Três delatores da Odebrecht afirmaram à Procuradoria-Geral da República (PGR) que o governador usou um cunhado para pegar R$ 10,7 milhões do setor de propinas da empreiteira a pretexto de contribuição eleitoral - R$ 2 milhões no ano de 2010 e R$ 8,3 milhões no ano de 2014, todas somas não contabilizadas.

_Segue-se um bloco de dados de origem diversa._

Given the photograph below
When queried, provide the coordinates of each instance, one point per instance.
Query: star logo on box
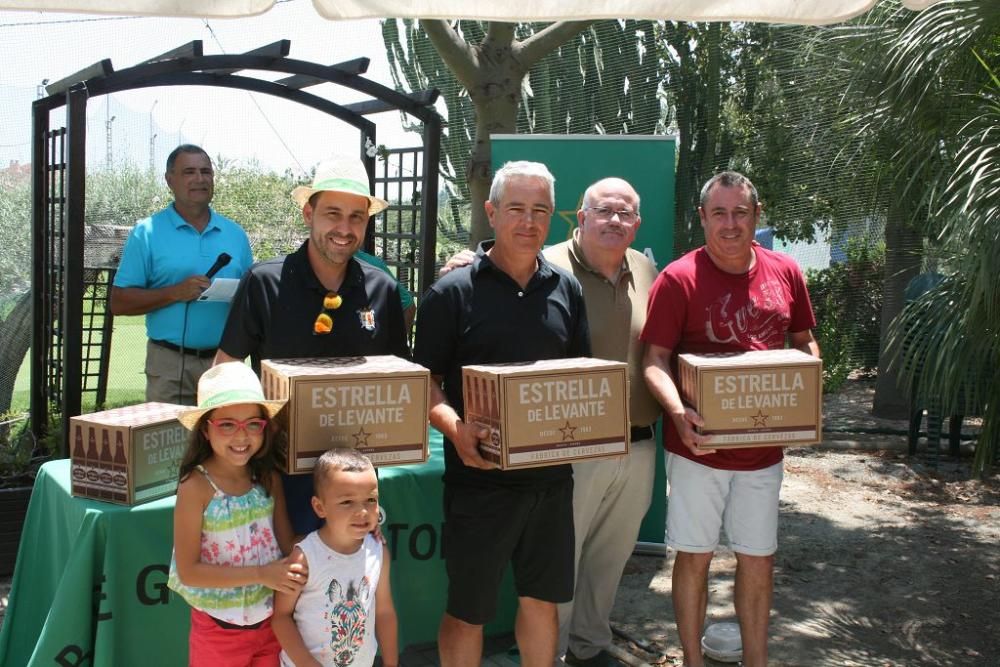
(568, 431)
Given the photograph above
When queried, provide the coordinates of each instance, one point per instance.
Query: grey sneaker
(601, 659)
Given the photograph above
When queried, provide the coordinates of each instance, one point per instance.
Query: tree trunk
(903, 249)
(15, 340)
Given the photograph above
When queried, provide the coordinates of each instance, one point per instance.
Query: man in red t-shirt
(730, 295)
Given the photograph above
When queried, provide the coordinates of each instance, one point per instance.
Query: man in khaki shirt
(610, 498)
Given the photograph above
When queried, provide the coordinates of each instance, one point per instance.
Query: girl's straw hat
(340, 174)
(230, 383)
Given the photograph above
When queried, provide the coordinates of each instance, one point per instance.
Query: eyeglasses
(324, 322)
(228, 427)
(604, 213)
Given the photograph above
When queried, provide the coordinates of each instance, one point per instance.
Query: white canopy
(771, 11)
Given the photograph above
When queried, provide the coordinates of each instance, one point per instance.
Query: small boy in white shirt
(345, 611)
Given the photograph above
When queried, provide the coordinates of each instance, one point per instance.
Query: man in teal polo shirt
(162, 274)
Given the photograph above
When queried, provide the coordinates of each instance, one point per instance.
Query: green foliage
(604, 81)
(15, 235)
(847, 301)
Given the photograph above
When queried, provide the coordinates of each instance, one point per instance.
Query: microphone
(222, 260)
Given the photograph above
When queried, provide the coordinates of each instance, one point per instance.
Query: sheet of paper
(221, 289)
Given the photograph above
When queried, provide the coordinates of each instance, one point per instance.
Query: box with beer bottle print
(549, 412)
(127, 455)
(375, 404)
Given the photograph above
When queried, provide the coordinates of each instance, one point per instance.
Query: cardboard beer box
(549, 412)
(127, 455)
(377, 405)
(755, 399)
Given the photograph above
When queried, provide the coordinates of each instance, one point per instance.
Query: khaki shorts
(703, 500)
(163, 375)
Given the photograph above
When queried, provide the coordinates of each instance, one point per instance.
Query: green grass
(126, 377)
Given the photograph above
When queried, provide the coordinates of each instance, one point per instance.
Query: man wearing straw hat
(319, 301)
(163, 272)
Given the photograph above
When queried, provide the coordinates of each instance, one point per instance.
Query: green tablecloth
(90, 588)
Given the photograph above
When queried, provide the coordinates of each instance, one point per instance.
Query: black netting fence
(746, 97)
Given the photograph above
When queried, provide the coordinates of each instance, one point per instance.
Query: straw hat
(230, 383)
(340, 174)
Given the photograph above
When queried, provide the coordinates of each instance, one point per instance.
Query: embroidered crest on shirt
(367, 318)
(348, 618)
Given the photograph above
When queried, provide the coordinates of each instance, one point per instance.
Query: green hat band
(343, 184)
(233, 396)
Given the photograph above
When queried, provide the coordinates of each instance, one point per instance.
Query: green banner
(647, 162)
(90, 583)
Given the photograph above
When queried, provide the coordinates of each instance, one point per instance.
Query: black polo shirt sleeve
(248, 315)
(579, 342)
(436, 336)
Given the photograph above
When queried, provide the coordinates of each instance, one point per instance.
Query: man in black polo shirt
(509, 305)
(318, 301)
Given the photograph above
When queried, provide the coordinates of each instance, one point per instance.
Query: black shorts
(485, 528)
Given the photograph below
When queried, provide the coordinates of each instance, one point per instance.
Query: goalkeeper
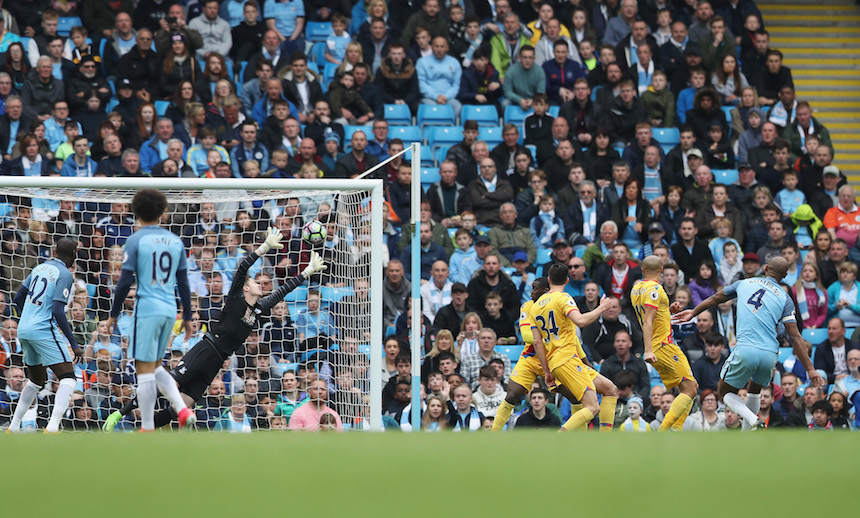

"É preciso ter cuidado com essas coisas. Nós vivemos num País republicano, todos são iguais perante a lei. Há uma delação, delação não é prova. Há uma delação, apura-se", declarou o governador. "Nós confiamos na Justiça. A Justiça vai responsabilizar quem é culpado e vai inocentar quem é inocente."
Alckmin poderá ser investigado se o Superior Tribunal de Justiça (STJ) decidir abrir o inquérito com base no pedido da Procuradoria-Geral da República (PGR).
Segundo informou a assessoria do STJ ao Broadcast Político, os pedidos da PGR ainda não chegaram na corte e estão sendo processados no Supremo.
Sobre os secretários de seu governo que foram citados nas delações, o governador disse que conversou com eles e que são "ótimos secretários e os melhores secretários", citando Arnaldo Jardim (Agricultura) e Rodrigo Garcia (Habitação). O tucano reforçou que é preciso apurar o que foi falado nas delações em relação a eles.